Hello again, I will take an extensive look at that, however even with fans, the hottest air will float to the roof... so the roof will still get to 140F or warmer.
A battery of ceiling fans mounted about 20 Inches below the roof will mitigate the problem down to perhaps 120F at the roof. At the very least you will need some high mounted fans.
Beyond that, roof insulation is an issue if the roof is not insulated very well you will most likely need many more heaters in the winter... in the summer a hot roof will actually help heat the building.
What most people do not realize is how the electric company charges for power, You end up paying more than the base rate, 10 cents per KW or whatever... there are *demand charges* and tiered pricing charges.... the utility company figures if they have to stand by to produce whatever your 15 minute peak usage is, that they have the right to charge you a 40 or 50% surcharge (there is legislation on that). Its a much bigger issue in total than you might realize, I can spend a few hours filling you in those details... the end result will be a decision your part most likely will be to make a special room with an 8 foot ceiling for the 100F exercises.... that is how it will likely shake out after you understand the scope of the situation.
Meantime tell me how many square feet in the building, what percentage is used for the 100F exercises, and what the winter outside air conditions are.... and what hours per day the 100F conditions are needed.

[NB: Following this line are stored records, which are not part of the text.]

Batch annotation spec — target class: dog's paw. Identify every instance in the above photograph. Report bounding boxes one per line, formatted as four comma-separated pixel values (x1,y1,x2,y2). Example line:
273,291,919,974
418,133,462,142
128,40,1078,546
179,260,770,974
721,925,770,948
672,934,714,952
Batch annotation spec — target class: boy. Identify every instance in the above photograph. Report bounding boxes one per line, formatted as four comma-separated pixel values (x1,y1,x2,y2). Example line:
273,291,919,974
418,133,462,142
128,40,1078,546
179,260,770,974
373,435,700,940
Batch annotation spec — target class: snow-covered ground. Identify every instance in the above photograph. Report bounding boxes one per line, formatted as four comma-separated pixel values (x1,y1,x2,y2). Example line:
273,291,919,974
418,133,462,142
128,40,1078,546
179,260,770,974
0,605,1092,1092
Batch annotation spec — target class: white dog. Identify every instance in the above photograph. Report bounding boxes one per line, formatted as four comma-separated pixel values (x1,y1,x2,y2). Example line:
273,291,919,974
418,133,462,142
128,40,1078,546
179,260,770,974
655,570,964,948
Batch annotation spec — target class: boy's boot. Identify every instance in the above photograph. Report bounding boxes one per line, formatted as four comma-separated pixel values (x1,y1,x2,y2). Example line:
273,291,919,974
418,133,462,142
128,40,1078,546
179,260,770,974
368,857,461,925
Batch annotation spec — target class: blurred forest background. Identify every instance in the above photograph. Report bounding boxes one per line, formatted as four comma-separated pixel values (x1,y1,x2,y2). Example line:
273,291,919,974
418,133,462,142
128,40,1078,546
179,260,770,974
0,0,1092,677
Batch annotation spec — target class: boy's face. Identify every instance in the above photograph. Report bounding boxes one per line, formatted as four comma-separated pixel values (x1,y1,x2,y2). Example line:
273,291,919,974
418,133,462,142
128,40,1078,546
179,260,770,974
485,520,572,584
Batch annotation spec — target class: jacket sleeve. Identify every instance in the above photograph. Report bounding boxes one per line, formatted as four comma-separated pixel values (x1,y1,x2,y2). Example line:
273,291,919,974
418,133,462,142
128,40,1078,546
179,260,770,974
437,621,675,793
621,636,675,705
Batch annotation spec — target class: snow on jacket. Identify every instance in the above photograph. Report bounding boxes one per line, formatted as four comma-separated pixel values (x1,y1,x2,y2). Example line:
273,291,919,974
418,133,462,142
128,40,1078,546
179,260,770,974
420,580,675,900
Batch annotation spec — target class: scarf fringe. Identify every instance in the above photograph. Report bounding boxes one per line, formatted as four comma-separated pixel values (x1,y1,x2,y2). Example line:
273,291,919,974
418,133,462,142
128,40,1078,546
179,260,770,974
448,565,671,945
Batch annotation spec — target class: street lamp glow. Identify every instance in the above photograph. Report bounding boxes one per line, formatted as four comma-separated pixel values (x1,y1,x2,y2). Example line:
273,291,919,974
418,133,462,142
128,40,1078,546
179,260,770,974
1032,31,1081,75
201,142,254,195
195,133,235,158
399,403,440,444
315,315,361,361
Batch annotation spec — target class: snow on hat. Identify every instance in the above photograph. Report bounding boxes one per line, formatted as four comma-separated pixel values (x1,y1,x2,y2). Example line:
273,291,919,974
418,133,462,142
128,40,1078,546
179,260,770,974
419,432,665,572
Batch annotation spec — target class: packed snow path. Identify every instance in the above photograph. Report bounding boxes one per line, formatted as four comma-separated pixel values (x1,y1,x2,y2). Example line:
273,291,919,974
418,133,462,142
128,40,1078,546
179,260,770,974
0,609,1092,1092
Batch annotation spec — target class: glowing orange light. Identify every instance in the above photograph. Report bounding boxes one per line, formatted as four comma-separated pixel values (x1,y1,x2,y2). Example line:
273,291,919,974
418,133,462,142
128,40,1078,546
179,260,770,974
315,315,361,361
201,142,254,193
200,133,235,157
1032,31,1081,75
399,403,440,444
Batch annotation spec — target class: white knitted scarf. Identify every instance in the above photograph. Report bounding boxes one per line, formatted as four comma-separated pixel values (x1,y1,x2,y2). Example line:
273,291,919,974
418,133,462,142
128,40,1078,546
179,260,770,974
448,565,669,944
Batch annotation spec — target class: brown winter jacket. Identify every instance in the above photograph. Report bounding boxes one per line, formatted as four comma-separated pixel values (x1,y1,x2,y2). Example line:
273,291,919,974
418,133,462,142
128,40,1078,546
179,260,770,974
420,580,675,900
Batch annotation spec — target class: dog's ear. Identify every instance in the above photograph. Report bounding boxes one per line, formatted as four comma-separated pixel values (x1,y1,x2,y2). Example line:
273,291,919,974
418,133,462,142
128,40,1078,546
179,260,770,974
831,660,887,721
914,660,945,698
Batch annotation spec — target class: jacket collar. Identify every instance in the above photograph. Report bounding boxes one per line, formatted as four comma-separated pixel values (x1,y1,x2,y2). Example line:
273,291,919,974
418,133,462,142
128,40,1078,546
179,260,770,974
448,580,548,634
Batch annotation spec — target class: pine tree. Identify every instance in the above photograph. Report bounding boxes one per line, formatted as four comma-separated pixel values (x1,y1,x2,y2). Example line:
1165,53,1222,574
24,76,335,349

Beyond this 100F situation is *humidification... in summary its like this, if you heat 20F winter air to 100F the resulting humidity will be well under 5 or 10% (35% or higher is healthy) it will take very significant humidification take the entire building up to 35%.... these cost drop exponentially if you limit the 100F exercises to single room with an 8 foot ceiling.
Other options: Overhead gas fired infra red radiant heaters, these heat people, the furniture and the floor without having to heat the air so much...I am not so sure that this sort of heat will be viable for your application, but I am mentioning it so that we do not forget to consider it.
Here again in summary: Heat rises forcably.. it is displaced by cooler air at floor level, this is a serious consideration in the typical 70F heating design, it becomes a huge problem if you want to heat to 100F at floor level with a 20'+ roof over head.
Let me know about all of the above mentioned details please, we can go from there.